Another option is creating a Medicare buy-in for the costliest population groups, including residents of areas that lack plan competition, which Glied described as “weak tea," or extending the use of public prices, which would require getting the prices right.   

“In 2020, Democratic candidates are going to be thinking about solving a set of specific problems while incorporating some version of something called a ‘public plan,’” Glied said. Regardless of how Democrats design their platform, potential candidates must start thinking now about what they hope to achieve, she said.

Stanford’s Lanhee Chen, who has advised candidates from Marco Rubio to Mitt Romney to George W. Bush, also advised his party to think through their message.

RELATED: ‘Medicare-for-all’ compounds Medicare’s current problems, Verma says

While Democrats have a number of options on the table, Republicans have to come up with a message to begin with.

“One of the things that the 2018 campaign exposed is the danger of not having a great answer on health reform and how to move forward,” Chen said.

And like Democrats, Republicans face division within their party, especially around the Medicaid expansion, Chen said. While moderate Republicans have come to embrace the expansion, conservatives remain staunchly opposed to it. Voters, even in three red states, backed Medicaid expansion on the ballot, proving that it could be a tricky issue for Republicans to navigate. 

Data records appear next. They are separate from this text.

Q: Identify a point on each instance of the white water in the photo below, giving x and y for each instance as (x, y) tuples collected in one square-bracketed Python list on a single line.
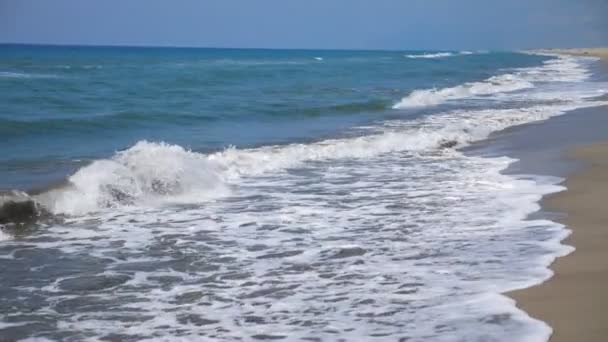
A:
[(375, 237), (562, 69)]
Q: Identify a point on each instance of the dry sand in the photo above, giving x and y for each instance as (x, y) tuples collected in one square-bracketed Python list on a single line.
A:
[(575, 301)]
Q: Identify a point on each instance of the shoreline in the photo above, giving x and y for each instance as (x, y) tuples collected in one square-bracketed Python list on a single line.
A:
[(588, 52), (573, 301)]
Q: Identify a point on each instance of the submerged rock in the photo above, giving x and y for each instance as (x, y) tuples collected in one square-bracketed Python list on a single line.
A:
[(19, 208)]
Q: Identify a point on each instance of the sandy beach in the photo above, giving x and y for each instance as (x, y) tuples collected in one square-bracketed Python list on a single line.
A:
[(574, 301)]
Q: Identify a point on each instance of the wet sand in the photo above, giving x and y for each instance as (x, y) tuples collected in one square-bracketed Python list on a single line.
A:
[(575, 301)]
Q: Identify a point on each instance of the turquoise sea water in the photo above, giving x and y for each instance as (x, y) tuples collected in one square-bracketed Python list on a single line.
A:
[(63, 106), (243, 195)]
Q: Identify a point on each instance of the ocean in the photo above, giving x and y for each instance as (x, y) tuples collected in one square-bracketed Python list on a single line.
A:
[(243, 195)]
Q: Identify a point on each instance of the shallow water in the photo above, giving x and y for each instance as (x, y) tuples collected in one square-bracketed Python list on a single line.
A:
[(344, 211)]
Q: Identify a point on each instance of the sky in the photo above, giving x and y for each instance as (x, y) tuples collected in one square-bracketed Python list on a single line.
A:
[(324, 24)]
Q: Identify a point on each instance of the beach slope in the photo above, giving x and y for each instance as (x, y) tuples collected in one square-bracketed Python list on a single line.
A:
[(574, 301)]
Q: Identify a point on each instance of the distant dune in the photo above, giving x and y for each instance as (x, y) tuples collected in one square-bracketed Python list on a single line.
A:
[(597, 52)]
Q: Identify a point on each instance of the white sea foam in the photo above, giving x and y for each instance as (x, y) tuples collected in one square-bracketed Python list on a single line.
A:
[(157, 173), (431, 55), (4, 236), (10, 74), (439, 55), (561, 69), (369, 238)]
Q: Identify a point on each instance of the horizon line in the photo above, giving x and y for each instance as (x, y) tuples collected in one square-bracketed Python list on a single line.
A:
[(146, 46)]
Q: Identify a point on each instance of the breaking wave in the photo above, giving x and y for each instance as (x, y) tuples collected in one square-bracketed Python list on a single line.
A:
[(439, 55), (561, 69), (431, 55), (150, 174)]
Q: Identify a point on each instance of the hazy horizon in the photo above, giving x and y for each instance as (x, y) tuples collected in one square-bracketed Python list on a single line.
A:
[(339, 25)]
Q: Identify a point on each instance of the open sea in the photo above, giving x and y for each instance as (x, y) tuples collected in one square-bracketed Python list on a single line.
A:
[(245, 195)]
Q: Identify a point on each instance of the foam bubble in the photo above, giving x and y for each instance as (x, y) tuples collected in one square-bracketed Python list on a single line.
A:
[(561, 69), (150, 174), (431, 55)]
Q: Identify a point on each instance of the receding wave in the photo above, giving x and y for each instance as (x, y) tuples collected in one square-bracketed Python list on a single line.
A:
[(436, 55), (111, 121), (432, 97), (431, 55), (149, 174), (557, 70)]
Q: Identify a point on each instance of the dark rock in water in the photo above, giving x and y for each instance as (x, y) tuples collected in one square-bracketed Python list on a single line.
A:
[(18, 212), (93, 283), (448, 143), (17, 207), (349, 252)]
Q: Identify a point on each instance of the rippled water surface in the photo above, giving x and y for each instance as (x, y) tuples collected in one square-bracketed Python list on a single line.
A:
[(274, 195)]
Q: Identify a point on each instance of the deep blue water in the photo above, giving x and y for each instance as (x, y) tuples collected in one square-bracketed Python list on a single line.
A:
[(63, 106), (246, 195)]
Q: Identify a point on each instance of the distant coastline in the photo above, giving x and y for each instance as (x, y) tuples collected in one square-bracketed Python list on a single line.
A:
[(574, 300), (601, 52)]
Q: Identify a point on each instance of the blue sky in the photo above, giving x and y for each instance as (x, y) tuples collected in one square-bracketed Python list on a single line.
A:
[(362, 24)]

But Republicans can unite around the principle of federalism, Chen said. President Trump, who will likely be the GOP’s nominee in 2020, and his administration have favored this approach by giving states flexibility to innovate reforms.

Chen recommended Republicans unite around the state innovation approach and campaign on their successes with it.

Glied and Chen both articulated their thoughts in the most recent edition of Health Affairs.